SEOUL, South Korea (AP) — North Korea welcomed former President Bill Clinton to Pyongyang with flowers and hearty handshakes Tuesday as he arrived in the communist nation on a surprise mission to bring home two jailed American journalists.

Clinton landed in the North Korean capital in an unmarked jet. After greeting North Korea's chief nuclear negotiator and a high-ranking parliamentary official, he bowed and smiled as a young girl presented him with flowers, a red scarf tied around her neck, according to footage aired by television news agency APTN.

The unusually warm exchange between officials from communist North Korea and the ex-leader of a wartime foe comes amid heightened tensions between Washington and Pyongyang over the regime's nuclear program.

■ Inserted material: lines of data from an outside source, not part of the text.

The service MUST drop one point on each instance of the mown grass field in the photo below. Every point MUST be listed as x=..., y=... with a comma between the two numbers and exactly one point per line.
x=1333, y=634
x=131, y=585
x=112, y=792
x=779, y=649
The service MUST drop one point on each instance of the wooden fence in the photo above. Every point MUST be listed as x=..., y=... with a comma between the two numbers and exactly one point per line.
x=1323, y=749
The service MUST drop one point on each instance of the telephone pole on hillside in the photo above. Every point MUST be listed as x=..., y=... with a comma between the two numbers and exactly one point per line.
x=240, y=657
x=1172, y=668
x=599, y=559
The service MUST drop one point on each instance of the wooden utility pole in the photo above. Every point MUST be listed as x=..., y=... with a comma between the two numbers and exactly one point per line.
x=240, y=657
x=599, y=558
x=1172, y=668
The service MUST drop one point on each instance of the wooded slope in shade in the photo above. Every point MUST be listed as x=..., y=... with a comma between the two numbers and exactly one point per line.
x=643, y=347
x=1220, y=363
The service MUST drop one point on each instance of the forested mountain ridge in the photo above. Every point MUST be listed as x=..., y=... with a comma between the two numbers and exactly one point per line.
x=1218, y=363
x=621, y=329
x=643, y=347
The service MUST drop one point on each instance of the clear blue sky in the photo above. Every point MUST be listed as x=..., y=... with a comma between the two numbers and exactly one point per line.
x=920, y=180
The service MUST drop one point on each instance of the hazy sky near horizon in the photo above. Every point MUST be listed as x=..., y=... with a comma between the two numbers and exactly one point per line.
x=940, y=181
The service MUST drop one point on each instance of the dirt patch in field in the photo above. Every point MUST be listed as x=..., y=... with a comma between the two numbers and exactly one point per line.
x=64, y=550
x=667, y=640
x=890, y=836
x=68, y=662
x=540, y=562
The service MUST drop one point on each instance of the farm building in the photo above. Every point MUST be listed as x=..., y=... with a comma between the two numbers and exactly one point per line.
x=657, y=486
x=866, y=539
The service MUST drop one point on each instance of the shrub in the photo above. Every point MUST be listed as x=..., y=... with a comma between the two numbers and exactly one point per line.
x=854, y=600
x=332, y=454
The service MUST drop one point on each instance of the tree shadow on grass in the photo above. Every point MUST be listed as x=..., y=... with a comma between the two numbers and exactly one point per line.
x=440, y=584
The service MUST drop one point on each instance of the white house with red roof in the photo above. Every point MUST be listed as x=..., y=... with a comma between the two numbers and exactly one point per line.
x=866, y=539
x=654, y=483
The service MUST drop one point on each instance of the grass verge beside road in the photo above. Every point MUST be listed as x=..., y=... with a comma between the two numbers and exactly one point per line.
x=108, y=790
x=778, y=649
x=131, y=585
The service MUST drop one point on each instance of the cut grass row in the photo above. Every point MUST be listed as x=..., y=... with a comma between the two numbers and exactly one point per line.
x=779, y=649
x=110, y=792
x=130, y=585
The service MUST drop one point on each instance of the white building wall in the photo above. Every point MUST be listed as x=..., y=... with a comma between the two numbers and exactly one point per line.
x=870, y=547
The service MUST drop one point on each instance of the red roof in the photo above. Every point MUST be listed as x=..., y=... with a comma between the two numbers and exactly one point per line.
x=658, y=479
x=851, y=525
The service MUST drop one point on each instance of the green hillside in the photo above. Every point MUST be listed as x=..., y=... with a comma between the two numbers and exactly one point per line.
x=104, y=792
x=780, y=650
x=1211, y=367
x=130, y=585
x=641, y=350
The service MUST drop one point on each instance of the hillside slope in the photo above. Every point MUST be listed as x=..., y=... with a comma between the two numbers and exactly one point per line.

In recent months, North Korea has abandoned a disarmament pact, launched a long-range rocket, conducted a nuclear test and test-fired a barrage of ballistic missiles in defiance of the U.N. Security Council.

Clinton was making his first trip to North Korea in hopes of securing the release of Laura Ling and Euna Lee, reporters for former Vice President Al Gore's California-based Current TV media venture who were arrested along the North Korean-Chinese border in March.

North Korea accused them of sneaking into the country illegally and engaging in "hostile acts," and the nation's top court sentenced them in June to 12 years of hard labor.